When asked to participate in Konrad Fischer’s museum exhibition "Konzeption/Conception" (1969) at Museum Morsbroich, Polke suggested he make a film in which he scratches himself and uses a pendulum. The resulting film Der ganze Körper fühlt sich leicht und möchte fliegen (The Whole Body Feels Light and Wants to Fly) (1969), made in collaboration with Christof Kohlhöfer, is a 35-minute piece in which, Polke scratches himself and uses a pendulum. He also reads from the esoteric 19th-century grimoires The Sixth and Seventh Books of Moses (almost inaudibly as he keeps giggling all the time) and poses as the letter X, with parallel lines of white string connecting the legs of his trousers with the arms of his shirt.[23]

Commissioned works

For the reopening of the Reichstag in Berlin in 1999, Polke created a series of large, three-dimensional lightboxes.

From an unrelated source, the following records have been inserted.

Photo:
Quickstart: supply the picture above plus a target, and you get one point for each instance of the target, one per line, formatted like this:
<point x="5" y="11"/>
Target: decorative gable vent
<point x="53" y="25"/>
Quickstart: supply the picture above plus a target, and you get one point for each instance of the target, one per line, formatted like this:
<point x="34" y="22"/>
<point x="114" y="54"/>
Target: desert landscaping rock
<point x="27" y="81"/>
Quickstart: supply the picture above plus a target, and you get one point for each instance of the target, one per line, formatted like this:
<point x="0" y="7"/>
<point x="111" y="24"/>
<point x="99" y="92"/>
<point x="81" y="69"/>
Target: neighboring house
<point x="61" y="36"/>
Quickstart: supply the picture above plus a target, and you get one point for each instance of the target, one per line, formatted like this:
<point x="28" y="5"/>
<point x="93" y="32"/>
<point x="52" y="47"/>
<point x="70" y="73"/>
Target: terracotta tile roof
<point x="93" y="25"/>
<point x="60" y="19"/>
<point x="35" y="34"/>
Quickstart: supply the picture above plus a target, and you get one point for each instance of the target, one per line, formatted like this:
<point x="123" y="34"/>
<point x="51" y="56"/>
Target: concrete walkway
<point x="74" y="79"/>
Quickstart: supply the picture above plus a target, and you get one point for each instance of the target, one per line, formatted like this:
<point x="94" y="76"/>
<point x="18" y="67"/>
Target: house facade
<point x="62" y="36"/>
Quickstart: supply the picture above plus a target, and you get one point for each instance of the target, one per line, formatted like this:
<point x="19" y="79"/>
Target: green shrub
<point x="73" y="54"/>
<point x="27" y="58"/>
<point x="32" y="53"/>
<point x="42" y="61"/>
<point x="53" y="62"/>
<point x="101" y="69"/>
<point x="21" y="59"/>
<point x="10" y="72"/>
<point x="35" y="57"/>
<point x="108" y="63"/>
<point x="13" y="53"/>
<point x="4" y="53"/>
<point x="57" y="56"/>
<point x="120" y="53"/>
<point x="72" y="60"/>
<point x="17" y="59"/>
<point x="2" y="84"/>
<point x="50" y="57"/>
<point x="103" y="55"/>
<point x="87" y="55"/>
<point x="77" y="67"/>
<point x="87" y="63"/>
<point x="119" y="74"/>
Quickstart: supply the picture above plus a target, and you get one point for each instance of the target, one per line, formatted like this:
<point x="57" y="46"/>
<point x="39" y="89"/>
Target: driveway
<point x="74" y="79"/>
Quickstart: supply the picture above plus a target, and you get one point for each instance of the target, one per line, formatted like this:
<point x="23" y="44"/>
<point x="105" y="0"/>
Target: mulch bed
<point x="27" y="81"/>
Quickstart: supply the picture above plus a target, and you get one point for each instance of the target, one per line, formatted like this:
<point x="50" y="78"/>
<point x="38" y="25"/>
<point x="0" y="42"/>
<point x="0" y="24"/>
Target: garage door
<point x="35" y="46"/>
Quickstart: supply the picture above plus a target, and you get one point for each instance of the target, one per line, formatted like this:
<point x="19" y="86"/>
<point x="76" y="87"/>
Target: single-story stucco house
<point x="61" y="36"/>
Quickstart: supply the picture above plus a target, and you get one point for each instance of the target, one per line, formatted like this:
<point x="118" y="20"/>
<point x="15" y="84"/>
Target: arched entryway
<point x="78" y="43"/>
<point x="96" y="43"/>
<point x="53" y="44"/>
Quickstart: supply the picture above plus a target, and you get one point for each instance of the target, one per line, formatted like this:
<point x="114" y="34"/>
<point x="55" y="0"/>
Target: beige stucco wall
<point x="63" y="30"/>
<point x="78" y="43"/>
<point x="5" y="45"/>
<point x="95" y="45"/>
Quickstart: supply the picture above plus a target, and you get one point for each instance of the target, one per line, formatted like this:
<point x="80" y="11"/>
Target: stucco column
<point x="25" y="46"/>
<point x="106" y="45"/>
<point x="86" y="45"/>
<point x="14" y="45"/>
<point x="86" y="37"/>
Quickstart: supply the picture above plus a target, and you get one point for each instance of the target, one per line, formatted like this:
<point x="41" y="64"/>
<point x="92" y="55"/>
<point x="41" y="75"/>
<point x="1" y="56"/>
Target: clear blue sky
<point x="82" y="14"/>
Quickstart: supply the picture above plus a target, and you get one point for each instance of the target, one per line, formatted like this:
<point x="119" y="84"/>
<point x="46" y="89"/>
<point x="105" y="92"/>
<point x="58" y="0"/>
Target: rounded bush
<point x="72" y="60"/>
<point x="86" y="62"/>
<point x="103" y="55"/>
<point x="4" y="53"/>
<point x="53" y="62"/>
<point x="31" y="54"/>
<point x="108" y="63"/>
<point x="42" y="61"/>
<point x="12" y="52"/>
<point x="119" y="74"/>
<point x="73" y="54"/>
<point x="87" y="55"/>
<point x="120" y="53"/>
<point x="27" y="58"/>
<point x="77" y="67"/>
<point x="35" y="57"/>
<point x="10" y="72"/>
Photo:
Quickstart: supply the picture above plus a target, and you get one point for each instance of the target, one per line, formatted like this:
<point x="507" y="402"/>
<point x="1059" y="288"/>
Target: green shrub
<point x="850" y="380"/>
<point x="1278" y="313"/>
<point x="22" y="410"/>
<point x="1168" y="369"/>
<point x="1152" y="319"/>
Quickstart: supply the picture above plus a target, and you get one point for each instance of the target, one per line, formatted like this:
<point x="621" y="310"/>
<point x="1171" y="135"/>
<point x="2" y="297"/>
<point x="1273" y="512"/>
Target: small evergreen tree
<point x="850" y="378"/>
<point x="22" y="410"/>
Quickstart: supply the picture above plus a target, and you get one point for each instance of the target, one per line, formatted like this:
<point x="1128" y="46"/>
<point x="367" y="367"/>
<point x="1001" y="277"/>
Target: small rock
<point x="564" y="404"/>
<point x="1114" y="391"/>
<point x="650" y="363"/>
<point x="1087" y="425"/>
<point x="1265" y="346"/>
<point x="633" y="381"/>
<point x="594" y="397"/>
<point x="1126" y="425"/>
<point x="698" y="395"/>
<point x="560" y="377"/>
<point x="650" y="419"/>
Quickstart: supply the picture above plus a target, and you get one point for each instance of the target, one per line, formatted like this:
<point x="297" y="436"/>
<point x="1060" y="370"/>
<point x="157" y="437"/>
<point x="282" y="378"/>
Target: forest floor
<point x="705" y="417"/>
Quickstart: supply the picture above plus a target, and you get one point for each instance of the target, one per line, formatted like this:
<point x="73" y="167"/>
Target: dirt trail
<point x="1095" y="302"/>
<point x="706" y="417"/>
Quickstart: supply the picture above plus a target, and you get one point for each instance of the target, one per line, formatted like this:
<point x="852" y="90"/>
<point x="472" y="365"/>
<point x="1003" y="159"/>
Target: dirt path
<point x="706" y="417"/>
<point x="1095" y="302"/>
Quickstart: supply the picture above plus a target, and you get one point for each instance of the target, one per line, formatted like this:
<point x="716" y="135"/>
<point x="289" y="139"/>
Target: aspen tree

Lighted from behind, images seen through the grooved surfaces of these lightboxes change as the viewer moves past them.[22] Drawing on his early glass-painting training, Polke realized a series of stained-glass windows for the Grossmünster cathedral in Zurich between 2006 and 2009.

Exhibitions

Polke had his first one-person show at Galerie René Block, West Berlin, in 1966, and in 1970 he had his first solo exhibition at Galerie Michael Werner, which would subsequently represent the artist for the rest of his life.[24] His first solo exhibition in New York, of paintings made at least a decade earlier, was at the Holly Solomon Gallery in SoHo in 1982.[25]Following a 1987 show at the Milwaukee Art Museum grouping Warhol, Beuys and Polke, the Museum of Contemporary Art, Chicago mounted a solo show for Polke in 1991. Polke exhibited at three documenta and several Venice Biennial exhibitions.

By the latter years of his life, Polke's artistic achievements were being recognised in large-scale exhibitions around the world, with solo shows at Tate Modern in 2003–2004, Tokyo's Ueno Royal Museum in 2005 and the Getty Center in Los Angeles in 2007.[26] In 2007, Vienna's "Museum Moderner Kunst" (MUMOK) held an exhibition of Polke's work entitled "Sigmar Polke: Retrospektive" that spanned his career from his appropriations of Pop imagery and continuing through decades of perplexing compositions and clever critiques to arrive at current works that employ a haze of chemicals, minerals, and paints.[27] Also in 2007, Axial Age (2005–2007), a monumental cycle of paintings, was shown for the first time at the 2007 Venice Biennale, with the wish explicitly expressed by the artist that the work should remain on display in Venice.[28] Polke is scheduled to have a retrospective "Alibis: Sigmar Polke 1963–2010" shown at The Museum of Modern Art in New York, from 19 April to 3 August 2014, then travels to Tate Modern, London, United Kingdom and Museum Ludwig, Cologne, Germany.[29]

Legacy

Through his numerous high-profile exhibitions, Polke exerted an international influence, affecting somewhat younger artists such as his compatriots Martin Kippenberger and Albert Oehlen, Lara Schnitger from the Netherlands, the Americans Richard Prince, Julian Schnabel and David Salle, and the Swiss duo Fischli & Weiss.[30][31] The artist John Baldessari described Polke as an "artist’s artist".[32] Today, Polke is often grouped with Gerhard Richter because both came of age and experimented in West Germany in the 1960s.